Early on in the development and evolution of the Apache Hadoop ecosystem, system developers recognized that the scalability of the distributed file system (namely the Hadoop Distributed File System, or HDFS) provided a reasonable repository for file storage, management, and ultimately, sharing and use. The concept of the data lake (which emerged around 2010) is defined by Gartner as "a collection of storage instances of various data assets. These assets are stored in a near-exact, or even exact, copy of the source format and are in addition to the originating data stores."
Early-generation data lakes relied on HDFS, often using commodity hardware in an on-premises environment, as an architectural framework to support scalable storage of a growing repository of shared data assets. Yet despite the reliance on open source software using commodity parts, these on-premise HDFS data lakes still require significant resource investment in terms of platform architecture and design, the cost of acquired hardware, development costs, as well as ongoing costs for space/power/cooling and ongoing maintenance and management.
At the same time, cloud vendors have launched object storage services that are equally amenable to scalable data management yet alleviate many of these resource demands. Instead of acquiring and managing hardware, organizations pay for the cloud storage space (and associated computing resources for data preparation and data delivery) they use. These cost benefits have inspired a number of organizations to begin migrating their data lakes to the cloud.
Conceptually, data lakes are intended to improve data sharing and data reuse. Yet, whether the data lake is deployed on-premise or in the cloud, there are a number of challenges that must be considered if you want your organization’s data lake to be a valuable asset instead of just a “data dumping ground,” including;
- Data sprawl: The availability of an unbounded scalable data object repository effectively begs data owners to push their data assets into the data lake. Data sprawl refers to a growing amount and variety of data assets to be managed within the data lake.
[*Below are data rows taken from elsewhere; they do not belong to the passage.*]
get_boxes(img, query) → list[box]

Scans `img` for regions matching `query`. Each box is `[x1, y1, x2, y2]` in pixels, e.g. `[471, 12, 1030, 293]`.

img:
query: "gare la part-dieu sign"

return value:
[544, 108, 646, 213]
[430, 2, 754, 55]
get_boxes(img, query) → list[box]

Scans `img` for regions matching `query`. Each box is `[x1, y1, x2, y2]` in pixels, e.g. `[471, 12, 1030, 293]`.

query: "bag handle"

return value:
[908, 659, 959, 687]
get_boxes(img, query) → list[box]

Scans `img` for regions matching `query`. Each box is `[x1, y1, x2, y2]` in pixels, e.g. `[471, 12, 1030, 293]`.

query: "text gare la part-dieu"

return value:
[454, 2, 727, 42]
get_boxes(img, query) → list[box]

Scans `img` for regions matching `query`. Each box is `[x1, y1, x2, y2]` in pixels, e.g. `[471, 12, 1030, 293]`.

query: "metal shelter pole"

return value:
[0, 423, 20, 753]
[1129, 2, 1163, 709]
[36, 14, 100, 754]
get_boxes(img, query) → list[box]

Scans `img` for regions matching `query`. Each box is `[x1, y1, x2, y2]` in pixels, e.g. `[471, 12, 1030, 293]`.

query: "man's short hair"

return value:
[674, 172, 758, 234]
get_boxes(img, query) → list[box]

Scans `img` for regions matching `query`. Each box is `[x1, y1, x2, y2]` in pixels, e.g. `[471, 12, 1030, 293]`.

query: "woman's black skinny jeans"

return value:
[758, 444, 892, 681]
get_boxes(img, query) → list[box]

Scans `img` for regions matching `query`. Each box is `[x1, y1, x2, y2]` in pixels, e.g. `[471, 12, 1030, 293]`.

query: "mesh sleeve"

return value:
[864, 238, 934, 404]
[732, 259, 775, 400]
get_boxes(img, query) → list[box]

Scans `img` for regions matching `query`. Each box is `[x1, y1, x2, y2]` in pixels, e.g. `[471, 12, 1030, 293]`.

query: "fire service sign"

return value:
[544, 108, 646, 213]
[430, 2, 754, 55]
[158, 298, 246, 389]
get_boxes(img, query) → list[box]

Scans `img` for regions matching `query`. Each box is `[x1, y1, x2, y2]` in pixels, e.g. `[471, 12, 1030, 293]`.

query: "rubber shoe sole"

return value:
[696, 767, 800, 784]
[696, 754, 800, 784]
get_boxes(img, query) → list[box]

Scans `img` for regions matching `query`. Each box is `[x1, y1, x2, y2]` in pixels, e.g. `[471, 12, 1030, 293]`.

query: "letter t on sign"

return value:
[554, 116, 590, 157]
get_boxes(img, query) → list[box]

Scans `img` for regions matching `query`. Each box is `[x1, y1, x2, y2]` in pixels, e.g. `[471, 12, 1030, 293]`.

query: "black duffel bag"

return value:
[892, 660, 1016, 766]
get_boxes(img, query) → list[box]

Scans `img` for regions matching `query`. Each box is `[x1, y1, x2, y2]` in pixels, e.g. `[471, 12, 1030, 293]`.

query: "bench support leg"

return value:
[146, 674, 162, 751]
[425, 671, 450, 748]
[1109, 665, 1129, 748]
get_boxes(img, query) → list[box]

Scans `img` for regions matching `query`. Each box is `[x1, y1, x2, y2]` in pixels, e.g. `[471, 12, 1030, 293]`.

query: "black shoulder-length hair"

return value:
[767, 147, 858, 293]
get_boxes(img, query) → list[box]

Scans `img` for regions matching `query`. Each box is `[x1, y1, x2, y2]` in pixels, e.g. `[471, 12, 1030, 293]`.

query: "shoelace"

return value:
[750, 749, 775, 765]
The concern is that without any type of governance and control, it is difficult to distinguish what information exists within the data assets, making them increasingly unusable.
- Data awareness: Unorganized data lakes provide little or no guidance for coordination and administration of shared data assets. The result is that it is difficult to find the data assets that contain the information that data analysts and data scientists want. Even if they could find the data sets, there might not be any methods or services for gaining access.
- Data sharing: The data lake is intended to be a platform for publishing data to be shared among the different data consumer communities (data analysts, data scientists, business analysts, etc.). But when it is difficult to know what data assets are in the data lake, there is a risk that different parties will extract data from the same sources and replicate the data sets that are moved into the data lake. Aside from wasting space, this also poses issues for data consistency and trustworthiness.
- Data sensitivity: Data assets made available in a data lake are more “open” than closely governed data extracts and exchanges, raising the concern that private, personal or other types of sensitive data may be exposed to unauthorized parties.
A mature data lake must be outfitted with the right practices and tools that help address these concerns.
For example, consider data curation, which is a process of assembling, organizing, managing and ensuring the usability of a collection of data assets for the purpose of expanding data accessibility and sharing among a community of data producers and consumers. Data curation relies on data asset surveillance and classification to distinguish the types of data an asset contains (for example, structured vs. semi-structured), object metadata (such as the data set’s owner, when it was produced and where it is located in the data lake’s hierarchy), data lineage, access methods and services, and whether the data asset contains sensitive information and what types of sensitive information.
This collected information can be maintained within a data catalog that is visible to the members of the different data consumer communities and enables searchability and recommendations to data consumers as to the best data assets that meet their needs. Finally, organizations can adopt data protection methodologies to prevent unauthorized data exposure.
While each of these methods and technologies is necessary, ensuring that they are properly integrated and controlled requires data governance. Data governance provides a framework for defining and implementing compliance with information management policies. Combining governance with the right tools and techniques can radically transform a “data dump” into an accessible and exploitable enterprise information repository.